Compilations, Lights of Guidance, p. 152

the first duty for me as a parent is to strengthen my spirit through prayer and daily striving to overcome my weaknesses of character.  the more i can demonstrate the virtues -- such as forbearance, understanding, patience and compassion -- the better i will be able to handle the difficult moments of parenting.  this requires spiritual discipline on my part:  to always be consciously practicing the careful use of speech and attitude toward my children when they are misbehaving.  it requires me to work steadfastly at overcoming my natural tendencies which are of the lower nature, the part of us which is selfish instead of spiritual..

with gentleness and patience, with tact and loving care, i am then to endeavor to 'inculcate' into our children's minds the spiritual principle by which they may be enabled to lift themselves up to their true station and purpose as a child of God.  this is the crux of the work at hand -- to embody such qualities of the spirit as a parent to be able to help our children grow into their fullest spiritual potential, rather than succumb to being ruled by their inclination toward evil.

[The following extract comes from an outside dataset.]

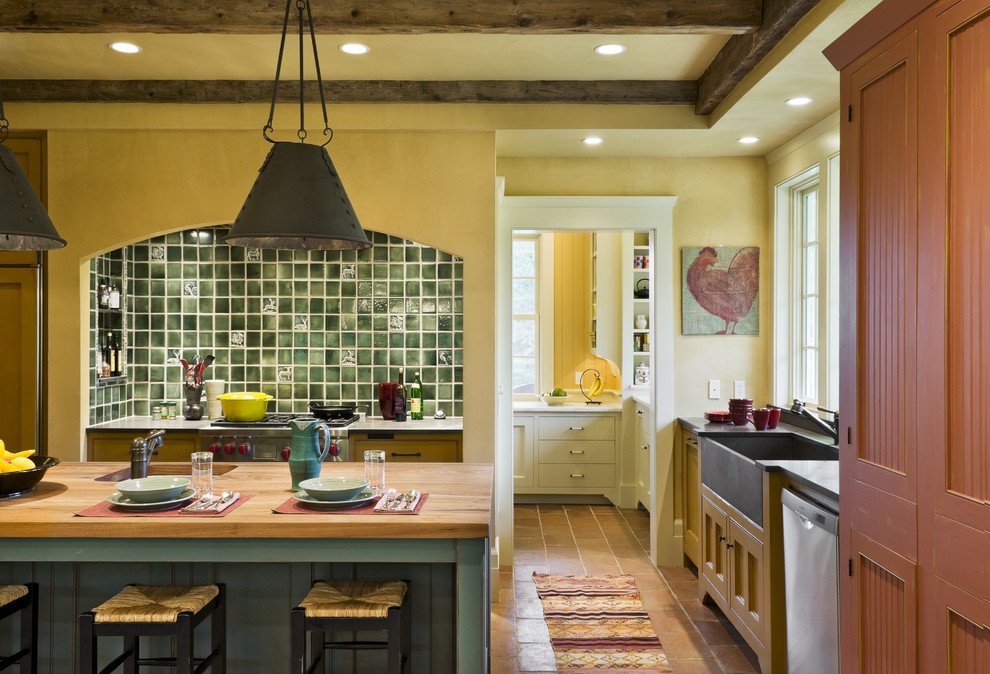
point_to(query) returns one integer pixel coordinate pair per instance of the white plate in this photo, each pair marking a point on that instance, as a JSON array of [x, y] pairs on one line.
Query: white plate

this is an ongoing, never-ending process.  this is the life of spiritual growth.  raising children to be spiritual human beings requires self-discipline, conscious awareness and tireless effort toward implementing and applying the virtues of God in everyday situations, most importantly when the moments are most challenging..
"Let the mothers consider that whatever concerneth the education of children is of the first importance. Let them put forth every effort in this regard, for when the bough is green and tender it will grow in whatever way ye train it. Therefore is it incumbent upon the mothers to rear their little ones even as a gardener tendeth his young plants. Let them strive by day and by night to establish within their children faith and certitude, the fear of God, the love of the Beloved of the worlds, and all good qualities and traits. Whensoever a mother seeth that her child hath done well, let her praise and applaud him and cheer his heart; and if the slightest undesirable trait should manifest itself, let her counsel the child and punish him, and use means based on reason, even a slight verbal chastisement should this be necessary. It is not, however, permissible to strike a child, or vilify him, for the child's character will be totally perverted if he be subjected to blows or verbal abuse."